Pour le songwriting, c’est une bouffée d’air frais : on a compris que maintenant, notre manière de traiter les chansons de Geese, c’est de faire l’opposé absolu de ce que fait Cameron en solo. C’est-à-dire aller à l’essentiel, droit au but. En résumé : tendu, fort, et très vivant. Sur la forme, ça nous a fait évoluer concernant la manière dont on travaille en studio. Cameron a passé pas mal de temps à réfléchir sur la manière d’enregistrer son travail solo de manière optimale, donc il avait une idée assez précise de la manière de faire un album rapidement. Le revers de la médaille, c’est que le producteur de notre album, Kenny Beats, et lui se sont beaucoup disputés à propos de la manière de faire certaines choses. Kenny est particulier, tout comme Cameron. Parfois, ils trouvaient un bon terrain d’entente, parfois pas du tout ! Où mettre une reverb, par exemple. Cameron est devenu pointilleux alors que Kenny aime les choses pas prises de tête. Geese et Kenny, c’est un peu comme l’huile et l’eau… Il y a des trucs sur lesquels on ne sera jamais d’accord.

Pourquoi êtes-vous allés chercher Kenny Beats à l’origine ?

On l’a rencontré au Texas, lorsqu’on a joué à Austin City Limits. Il est venu nous dire bonjour, il avait vu quelques-uns de nos concerts et il était très intéressé à l’idée de bosser avec nous. À ce moment-là, nous cherchions un producteur et il nous paraissait être la meilleure personne pour remplir ce rôle. Nous avions les mêmes envies. C’est vrai que pour moi, c’était d’abord un producteur de hip-hop, mais il a fait un travail de dingue avec Idles [il a produit leur dernier album Tangk, ndlr]. C’est un super producteur. On voulait ce même feeling sur la rythmique, la batterie, qu’il fasse ses trucs de magicien de studio. Il n’y a qu’à écouter la manière dont il traite la voix de Joe [Talbot, le chanteur d’Idles, ndlr] par rapport à celle de Cameron, c’est super intéressant. On voulait ce truc d’attraction/répulsion, où tout semble très chaotique… Et puis il allait voir les choses d’un autre angle. Tout le travail de rythmique, c’est très nouveau pour nous, on n’enregistre pas nos disques avec ces intrications très complexes dès le début. Là, c’était vraiment le cœur du processus. Kenny a une banque de sons et de samples énormes, il est très fort pour les couper et les assembler de manière très intéressante. Il n’y a qu’à écouter Long Island City Here I Come. Cameron fait quelques accords de piano et lui, il devient fou avec ses ajouts rythmiques.
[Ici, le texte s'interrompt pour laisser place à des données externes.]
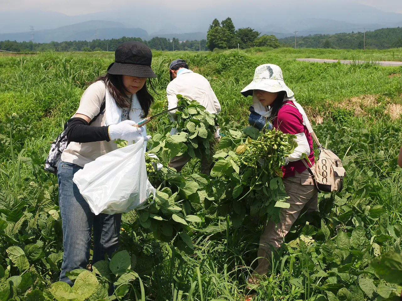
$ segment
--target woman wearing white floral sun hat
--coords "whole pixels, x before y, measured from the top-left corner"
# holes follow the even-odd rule
[[[246,97],[252,95],[255,111],[269,118],[275,128],[295,135],[297,144],[294,151],[286,158],[286,165],[282,168],[283,182],[289,197],[287,202],[290,206],[282,209],[281,221],[277,224],[268,221],[260,239],[258,266],[248,279],[250,284],[258,284],[259,276],[268,272],[271,246],[281,246],[301,213],[318,210],[318,191],[302,161],[305,154],[308,157],[309,165],[314,164],[311,126],[304,110],[295,100],[294,93],[283,81],[281,68],[271,64],[257,67],[252,81],[241,93]]]

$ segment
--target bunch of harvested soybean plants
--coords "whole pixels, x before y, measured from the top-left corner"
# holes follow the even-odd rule
[[[246,215],[253,220],[277,220],[280,208],[289,206],[279,176],[284,158],[294,149],[294,136],[275,130],[258,136],[258,131],[250,128],[244,133],[230,132],[219,143],[221,151],[214,155],[219,160],[211,173],[215,179],[210,192],[215,196],[217,214],[229,214],[235,227],[242,224]]]
[[[189,100],[180,94],[177,97],[178,105],[185,106],[176,112],[177,120],[172,126],[179,132],[187,134],[186,153],[191,158],[201,159],[203,154],[210,153],[209,142],[214,140],[215,116],[198,102]]]

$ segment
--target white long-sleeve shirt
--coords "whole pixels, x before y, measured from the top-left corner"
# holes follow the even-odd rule
[[[178,75],[166,88],[168,108],[177,106],[178,94],[191,100],[197,100],[209,113],[216,114],[221,111],[221,105],[208,80],[201,74],[185,70]],[[174,119],[176,110],[169,112]]]

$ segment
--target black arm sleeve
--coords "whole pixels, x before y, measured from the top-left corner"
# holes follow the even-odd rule
[[[109,126],[90,126],[86,121],[79,117],[69,119],[66,124],[68,124],[67,135],[69,142],[83,143],[110,141]]]

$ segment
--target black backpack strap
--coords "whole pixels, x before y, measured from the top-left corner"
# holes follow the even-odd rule
[[[99,112],[98,113],[98,115],[97,115],[96,116],[95,116],[93,118],[92,118],[92,120],[91,120],[89,122],[89,123],[88,124],[90,125],[91,123],[92,123],[93,122],[94,122],[95,120],[96,120],[96,118],[99,116],[99,115],[100,115],[101,114],[103,114],[104,113],[105,113],[105,109],[106,108],[106,94],[105,93],[105,96],[103,97],[103,102],[102,102],[102,104],[100,105],[100,108],[99,110]]]

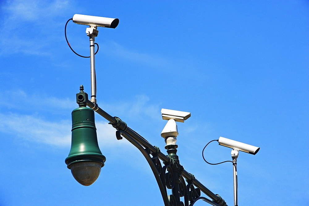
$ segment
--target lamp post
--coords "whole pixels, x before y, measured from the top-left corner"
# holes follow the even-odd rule
[[[104,166],[106,159],[98,143],[94,111],[116,128],[117,139],[126,139],[144,155],[154,176],[165,206],[192,206],[199,200],[214,206],[227,206],[219,195],[215,194],[201,183],[180,163],[177,154],[178,146],[176,143],[178,131],[175,121],[184,122],[190,117],[189,113],[164,109],[161,110],[163,118],[168,120],[161,134],[166,144],[165,148],[168,155],[166,155],[159,147],[153,146],[128,127],[124,122],[111,116],[97,104],[94,57],[96,43],[94,38],[98,32],[96,28],[97,26],[114,28],[118,25],[118,19],[75,14],[71,19],[76,23],[90,26],[86,33],[90,41],[91,55],[83,57],[91,57],[91,98],[89,100],[88,94],[83,91],[83,86],[81,85],[80,92],[76,95],[76,102],[79,107],[72,113],[72,144],[65,162],[74,178],[83,185],[90,185],[96,180],[101,168]],[[201,196],[201,192],[210,199]]]
[[[88,95],[83,92],[83,85],[81,85],[79,93],[76,94],[76,102],[79,107],[72,112],[71,150],[66,159],[68,168],[71,169],[79,183],[85,186],[93,183],[98,178],[105,160],[98,144],[94,110],[116,129],[117,139],[125,138],[144,155],[154,175],[164,205],[192,206],[201,200],[211,205],[227,206],[220,196],[210,191],[180,164],[177,155],[178,146],[176,144],[178,130],[174,119],[168,120],[161,133],[161,136],[166,140],[165,148],[168,154],[166,155],[159,147],[152,146],[128,127],[124,122],[118,117],[112,117],[97,104],[88,100]],[[163,161],[163,166],[160,160]],[[171,195],[167,195],[171,193],[167,192],[168,189],[171,190]],[[201,197],[201,192],[211,199]],[[182,200],[181,198],[183,197]]]

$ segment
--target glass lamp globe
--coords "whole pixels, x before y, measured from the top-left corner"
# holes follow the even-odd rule
[[[71,171],[77,181],[83,185],[89,186],[98,179],[102,166],[95,162],[81,161],[72,164]]]

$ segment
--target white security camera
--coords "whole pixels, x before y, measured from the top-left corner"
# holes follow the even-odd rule
[[[119,23],[118,19],[75,14],[73,16],[73,22],[79,24],[95,25],[98,27],[114,29]]]
[[[161,136],[164,139],[168,137],[176,138],[178,136],[178,129],[175,120],[171,119],[168,120],[161,133]]]
[[[219,138],[218,142],[219,144],[220,145],[232,149],[238,149],[240,151],[252,154],[255,154],[260,150],[260,147],[225,138],[222,137]]]
[[[172,119],[176,122],[184,122],[184,120],[191,116],[190,112],[167,109],[162,109],[161,113],[162,113],[162,118],[164,120],[168,120]]]

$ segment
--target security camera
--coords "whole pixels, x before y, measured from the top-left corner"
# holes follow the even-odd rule
[[[114,29],[118,25],[119,19],[118,19],[75,14],[73,16],[73,22],[79,24],[95,25],[98,27]]]
[[[232,149],[238,149],[240,151],[252,154],[255,154],[260,150],[260,147],[225,138],[222,137],[219,138],[218,142],[219,144],[220,145]]]
[[[163,119],[168,120],[172,119],[176,122],[184,122],[184,120],[191,116],[191,114],[190,112],[181,112],[167,109],[162,109],[161,110],[161,113],[162,114],[162,118]]]

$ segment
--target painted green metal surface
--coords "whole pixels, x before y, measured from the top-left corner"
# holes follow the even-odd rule
[[[70,168],[73,163],[81,161],[95,162],[104,166],[106,159],[99,147],[95,124],[94,112],[81,107],[73,110],[71,150],[66,159]]]

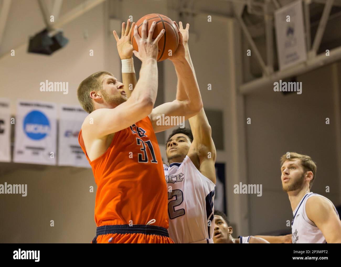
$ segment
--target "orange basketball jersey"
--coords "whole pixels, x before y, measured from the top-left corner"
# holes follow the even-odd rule
[[[166,185],[159,145],[149,117],[116,132],[109,148],[92,161],[81,130],[78,142],[97,185],[98,226],[144,224],[168,228]]]

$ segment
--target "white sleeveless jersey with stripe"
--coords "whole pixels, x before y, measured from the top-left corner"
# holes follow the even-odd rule
[[[315,194],[312,192],[308,193],[302,198],[299,203],[293,212],[294,219],[291,223],[293,243],[325,243],[326,239],[318,228],[308,218],[306,212],[306,204],[309,198],[318,196],[328,199],[325,197]],[[332,203],[330,201],[332,204]],[[335,206],[333,204],[336,214],[339,214]]]
[[[250,241],[250,238],[251,236],[252,236],[238,237],[239,244],[249,244],[249,242]]]
[[[186,155],[164,164],[168,192],[169,236],[176,243],[212,243],[215,185]]]

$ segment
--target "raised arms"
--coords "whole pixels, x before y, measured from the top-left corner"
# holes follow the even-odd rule
[[[114,108],[99,108],[92,112],[82,126],[83,136],[86,135],[84,134],[86,132],[86,135],[90,139],[101,138],[129,127],[151,112],[158,89],[158,42],[164,33],[162,31],[154,40],[152,40],[151,36],[154,28],[155,24],[151,27],[149,37],[147,38],[145,21],[140,38],[137,26],[135,26],[134,35],[139,50],[135,55],[137,54],[142,64],[140,71],[141,78],[131,97]],[[88,129],[89,130],[87,131]]]

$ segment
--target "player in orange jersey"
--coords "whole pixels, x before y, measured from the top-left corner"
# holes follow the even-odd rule
[[[170,59],[178,76],[176,99],[153,108],[158,89],[158,43],[142,36],[134,28],[138,46],[135,55],[142,62],[137,83],[130,61],[134,24],[122,25],[120,39],[116,32],[122,60],[123,83],[110,73],[99,72],[86,78],[77,90],[78,100],[90,114],[82,125],[78,140],[97,184],[95,207],[97,235],[92,243],[173,243],[168,235],[167,194],[162,162],[154,133],[172,125],[158,125],[159,116],[197,114],[203,107],[193,72],[185,57],[182,36]],[[134,90],[125,90],[132,84]]]

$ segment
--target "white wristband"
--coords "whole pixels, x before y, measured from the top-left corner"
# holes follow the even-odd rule
[[[133,58],[128,59],[122,59],[122,73],[135,73],[135,70],[134,68],[134,60]]]

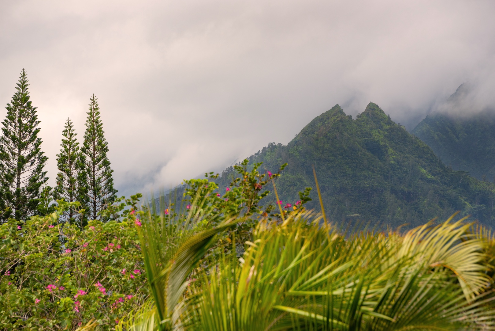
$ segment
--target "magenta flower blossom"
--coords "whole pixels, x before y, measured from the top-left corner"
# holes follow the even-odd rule
[[[47,286],[47,289],[48,290],[49,292],[51,292],[53,290],[57,289],[57,287],[53,285],[53,284],[50,284],[48,286]]]
[[[79,296],[80,295],[84,295],[87,293],[88,293],[87,292],[83,290],[79,290],[79,291],[77,291],[77,293],[76,294],[76,295],[74,296],[74,298],[77,299],[77,297]]]

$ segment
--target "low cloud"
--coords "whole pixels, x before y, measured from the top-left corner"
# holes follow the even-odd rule
[[[495,103],[493,1],[0,5],[0,102],[25,68],[52,185],[63,122],[82,139],[94,93],[127,195],[286,143],[337,103],[355,116],[373,101],[409,128],[464,82]]]

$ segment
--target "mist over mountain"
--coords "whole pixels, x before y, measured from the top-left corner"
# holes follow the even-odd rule
[[[411,132],[426,143],[446,165],[479,180],[495,180],[495,111],[476,111],[471,89],[463,84],[437,111]],[[471,107],[470,107],[471,105]]]
[[[314,164],[327,216],[333,221],[359,219],[397,226],[416,225],[456,210],[493,223],[495,185],[446,166],[425,142],[392,121],[370,103],[357,118],[340,106],[313,119],[287,145],[269,144],[249,158],[250,164],[276,171],[288,165],[276,182],[284,203],[297,192],[314,188]],[[228,185],[233,169],[224,171]],[[272,190],[269,187],[268,189]],[[308,208],[320,209],[316,190]],[[274,201],[273,193],[266,201]]]

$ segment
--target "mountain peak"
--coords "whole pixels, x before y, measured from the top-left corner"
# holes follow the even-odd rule
[[[364,111],[359,115],[359,117],[365,116],[373,122],[386,122],[389,119],[389,116],[385,114],[380,107],[376,103],[370,102],[366,106]]]

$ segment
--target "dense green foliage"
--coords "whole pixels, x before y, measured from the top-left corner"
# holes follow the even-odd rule
[[[116,330],[495,328],[489,233],[451,217],[404,235],[346,234],[301,207],[260,218],[262,209],[250,215],[246,208],[260,198],[249,192],[271,176],[236,168],[240,180],[222,199],[215,183],[195,180],[186,214],[141,212],[152,296]],[[226,197],[236,189],[243,193],[232,207],[244,207],[225,209]],[[248,219],[254,222],[250,238],[240,252],[236,229]]]
[[[62,222],[72,224],[77,222],[81,229],[86,225],[84,213],[79,213],[88,202],[87,178],[85,166],[84,155],[80,150],[74,130],[72,121],[67,119],[62,132],[64,138],[62,139],[60,153],[57,154],[57,185],[53,192],[55,200],[62,199],[68,202],[78,201],[78,209],[73,205],[68,207],[59,219]]]
[[[493,112],[469,116],[430,114],[412,132],[454,170],[467,171],[483,181],[495,181],[495,114]]]
[[[77,204],[61,200],[48,216],[0,226],[0,330],[70,330],[95,320],[109,330],[140,307],[148,287],[134,198],[115,207],[131,207],[121,221],[90,221],[84,231],[58,222]]]
[[[40,121],[29,96],[23,69],[17,92],[7,104],[0,137],[0,207],[4,220],[25,220],[37,212],[42,186],[48,178],[43,168],[48,158],[38,137]]]
[[[117,197],[117,190],[113,188],[113,178],[110,161],[106,157],[108,144],[103,131],[99,107],[95,95],[90,100],[89,110],[86,113],[86,131],[84,142],[81,148],[86,156],[87,189],[88,198],[86,213],[91,219],[97,219],[100,212],[111,204]],[[107,219],[103,220],[107,220]]]
[[[456,210],[491,225],[495,186],[446,167],[425,143],[370,103],[355,120],[338,105],[313,120],[287,145],[269,144],[249,158],[267,170],[288,165],[276,181],[280,198],[293,203],[313,187],[314,164],[329,219],[359,219],[417,226]],[[227,185],[233,169],[218,183]],[[318,208],[316,192],[309,208]],[[265,198],[275,200],[273,194]],[[271,200],[270,200],[271,199]]]

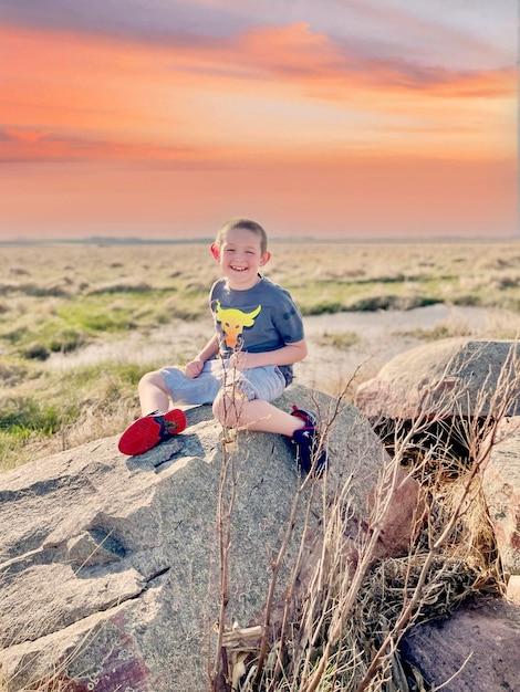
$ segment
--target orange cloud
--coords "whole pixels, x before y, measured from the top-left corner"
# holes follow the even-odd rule
[[[367,60],[301,22],[177,45],[7,27],[1,50],[8,160],[471,158],[514,146],[514,70]]]

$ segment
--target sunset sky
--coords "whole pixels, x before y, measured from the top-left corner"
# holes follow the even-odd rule
[[[0,240],[512,238],[517,0],[0,0]]]

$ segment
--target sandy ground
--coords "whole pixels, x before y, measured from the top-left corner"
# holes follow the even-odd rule
[[[424,340],[399,333],[449,325],[453,332],[474,337],[498,337],[506,328],[519,328],[520,316],[478,307],[433,305],[410,311],[339,313],[304,318],[309,355],[294,366],[297,381],[331,391],[346,384],[357,371],[361,379],[375,375],[393,356]],[[358,342],[347,349],[319,344],[325,334],[354,332]],[[55,354],[50,368],[67,368],[95,363],[135,363],[149,366],[186,363],[211,336],[211,322],[177,322],[148,335],[128,333],[125,339],[91,344],[81,352]],[[332,384],[335,384],[332,386]]]

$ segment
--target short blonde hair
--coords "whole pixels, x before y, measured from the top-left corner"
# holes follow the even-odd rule
[[[222,243],[226,242],[226,238],[229,231],[233,228],[243,228],[248,231],[252,231],[260,238],[260,250],[262,254],[266,254],[268,251],[268,235],[260,223],[256,221],[251,221],[251,219],[246,219],[245,217],[237,217],[235,219],[230,219],[223,223],[217,233],[217,238],[215,239],[215,244],[218,249],[222,247]]]

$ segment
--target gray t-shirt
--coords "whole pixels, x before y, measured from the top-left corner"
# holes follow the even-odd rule
[[[304,337],[302,316],[290,293],[264,276],[247,291],[235,291],[220,279],[211,287],[209,305],[223,358],[233,350],[275,350]],[[289,385],[292,366],[280,369]]]

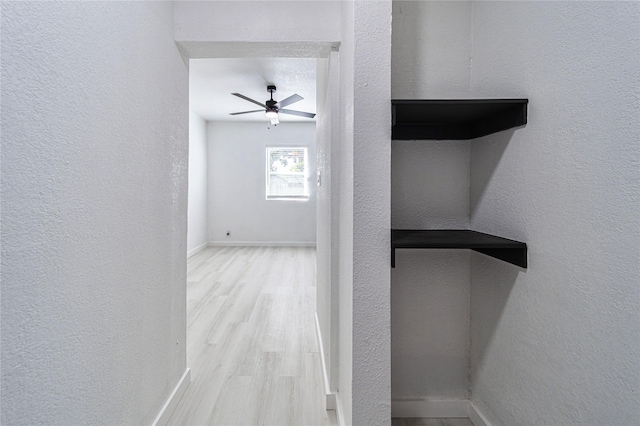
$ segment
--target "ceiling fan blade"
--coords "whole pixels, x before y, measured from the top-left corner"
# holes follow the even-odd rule
[[[250,112],[264,112],[263,109],[254,109],[253,111],[230,112],[229,115],[249,114]]]
[[[251,99],[251,98],[247,98],[245,95],[241,95],[240,93],[232,93],[232,95],[237,96],[237,97],[239,97],[239,98],[242,98],[242,99],[244,99],[245,101],[253,102],[253,103],[254,103],[254,104],[256,104],[256,105],[260,105],[262,108],[266,108],[266,107],[267,107],[265,104],[261,104],[260,102],[258,102],[258,101],[254,101],[254,100],[253,100],[253,99]]]
[[[283,114],[299,115],[300,117],[307,118],[313,118],[316,116],[315,114],[311,114],[310,112],[294,111],[292,109],[281,109],[279,112]]]
[[[286,107],[287,105],[291,105],[292,103],[301,101],[303,99],[304,98],[302,96],[296,93],[294,95],[289,96],[287,99],[283,99],[280,102],[278,102],[278,107],[283,108],[283,107]]]

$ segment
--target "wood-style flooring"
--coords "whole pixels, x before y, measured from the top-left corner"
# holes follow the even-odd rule
[[[335,425],[315,335],[315,249],[209,247],[189,258],[191,385],[170,425]]]
[[[473,426],[468,418],[456,419],[391,419],[391,426]]]

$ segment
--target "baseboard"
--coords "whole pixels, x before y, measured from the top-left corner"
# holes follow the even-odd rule
[[[189,250],[187,252],[187,258],[190,258],[194,254],[201,252],[202,250],[204,250],[207,247],[209,247],[209,243],[203,243],[203,244],[200,244],[198,247]]]
[[[468,399],[440,401],[433,399],[394,399],[391,401],[391,417],[395,418],[468,418],[474,426],[491,426],[491,423]]]
[[[153,422],[153,426],[165,426],[169,422],[169,418],[171,418],[173,411],[178,406],[178,403],[182,399],[182,395],[184,395],[184,392],[187,390],[190,383],[191,383],[191,369],[187,368],[184,371],[184,374],[182,375],[180,380],[178,381],[178,384],[173,389],[173,392],[171,392],[171,395],[169,395],[167,402],[165,402],[164,405],[162,406],[162,409],[158,413],[158,416],[156,417],[155,421]]]
[[[212,247],[315,247],[315,241],[209,241]]]
[[[320,361],[322,364],[322,377],[324,378],[324,394],[326,396],[325,407],[327,410],[336,409],[336,394],[331,392],[329,386],[329,374],[327,371],[327,363],[324,358],[324,345],[322,344],[322,332],[320,331],[320,321],[318,320],[318,313],[314,314],[316,318],[316,338],[318,340],[318,349],[320,350]]]
[[[474,426],[491,426],[491,422],[482,414],[478,407],[469,401],[469,419]]]
[[[342,401],[340,401],[340,393],[336,393],[336,419],[338,420],[338,426],[347,426],[344,421],[344,408],[342,408]]]

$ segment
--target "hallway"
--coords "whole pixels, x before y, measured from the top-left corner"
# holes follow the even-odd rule
[[[315,249],[209,247],[188,260],[192,382],[171,425],[333,425],[315,335]]]

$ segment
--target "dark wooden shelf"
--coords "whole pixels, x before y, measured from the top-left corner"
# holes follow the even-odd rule
[[[528,99],[391,100],[392,140],[463,140],[527,124]]]
[[[527,245],[468,229],[391,230],[391,267],[396,266],[396,249],[471,249],[516,266],[527,267]]]

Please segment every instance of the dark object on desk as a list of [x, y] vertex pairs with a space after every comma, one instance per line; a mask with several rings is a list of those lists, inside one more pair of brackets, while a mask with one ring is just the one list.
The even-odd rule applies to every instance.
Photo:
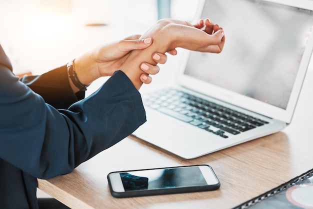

Comment ça se traduit dans votre façon de jouer ensemble ?

Il y a plein de samples, ça me permet de jouer autour. Sur 100 Horses, par exemple, on s’est dit : concentrons-nous à fond sur le feeling rythmique. Et pourtant, ça sonne très spontané !

Il y a une urgence qui se dégage de votre musique, qui colle parfaitement à l’époque.

Clairement ! C’est le bordel partout. Je suis parti des États-Unis pour venir à Paris voir ma famille, je laisse toute cette agitation là-bas, et en arrivant je vois les gens tout bloquer ! Je suis très content d’avoir vu ça, c’est une éruption de plein de choses… Parfois, on croit qu’on est les plus mal lotis aux USA, mais en fait partout où tu vas, c’est pareil. Du coup, avec Geese, tout ce qu’on fait, on se dit qu’on doit le faire le plus vite possible.

Parle-moi de la pochette de l’album, sur laquelle on voit une silhouette tenir dans sa main droite une trompette, et pointer un revolver au spectateur.

Il s’agit d’une image prise par le photographe Mark Sommerfeld, qui a fait la plupart de nos photos de presse ainsi que toutes les pochettes des singles. L’affiche de la tournée, avec Emily [la guitariste, ndlr] qui tient une épée, c’est lui aussi. L’idée pour la pochette de Getting Killed, c’était quelque chose de très audacieux et provocateur. On avait une image bien spécifique en tête. C’est encore Emily qui figure sur la photo, avec le soleil qui aveugle le spectateur, le dessin de ses cheveux bouclés… ça nous semblait être le cliché parfait.